Once an AIP has been successfully stored in the storage service, its unique identifier should be added to the equivalent item record in Calm, so that it can be easily located using the catalogue. For now this addition needs to be a manual process, but we hope to be able to automate it in the future.
Step | Description |
---|---|
Create SIP | Archivematica automatically creates a Submission Information Package (SIP), that describes the files that will be stored as an Archive Information Package (AIP). |
Store AIP | Archivematica automatically creates an AIP from the SIP and ensures it is correctly stored in the storage service. |
Link from catalogue | Add the unique identifier of the AIP to the associated item record in Calm, so that the catalogue can be used to find files in the storage service. |
There are number of future enhancements that we intend to explore to improve the workflow outlined above. These include using Archivematica for appraisal and integration with Calm.
Whilst Archivematica does already include support for appraisal, we believe it's not currently easy enough to use or functional enough to replace the current manual process.

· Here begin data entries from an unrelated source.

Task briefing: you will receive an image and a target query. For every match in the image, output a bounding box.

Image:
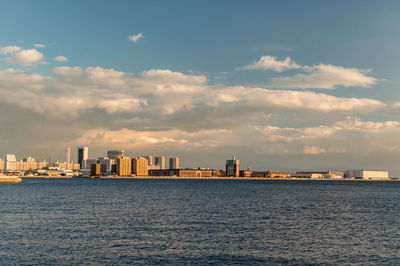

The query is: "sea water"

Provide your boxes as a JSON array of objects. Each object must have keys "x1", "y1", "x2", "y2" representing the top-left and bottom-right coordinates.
[{"x1": 1, "y1": 178, "x2": 399, "y2": 265}]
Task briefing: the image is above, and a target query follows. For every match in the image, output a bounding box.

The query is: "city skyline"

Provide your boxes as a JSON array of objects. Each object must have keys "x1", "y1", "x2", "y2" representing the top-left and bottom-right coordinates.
[
  {"x1": 0, "y1": 146, "x2": 390, "y2": 175},
  {"x1": 1, "y1": 1, "x2": 400, "y2": 174}
]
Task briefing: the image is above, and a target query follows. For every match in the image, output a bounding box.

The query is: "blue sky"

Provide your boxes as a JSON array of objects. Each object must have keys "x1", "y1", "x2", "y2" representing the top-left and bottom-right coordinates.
[{"x1": 1, "y1": 1, "x2": 400, "y2": 174}]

By working to improve Archivematica, we could:
Transfer all files into Archivematica on acquisition, providing automated generation of submission documentation and increased safety against data loss.
Provide automated analysis of file formats and associated file metadata to help with appraisal tasks.
Use machine learning as part of this analysis, to make suggestions and increase the scope of sensitive checking.
Arrange files into SIPs within Archivematica, streamlining the creation of packages for ingest.
Integration between Archivematica and Calm would allow for easier management of associated metadata, further streamlining the creation of packages for ingest.
With full integration, we could:
Find and create associated records in Calm during SIP creation in Archivematica.
Automatically include metadata in SIPs from associated Calm records.
Automatically update associated Calm records with AIP identifiers and file-level description, e.g. extent.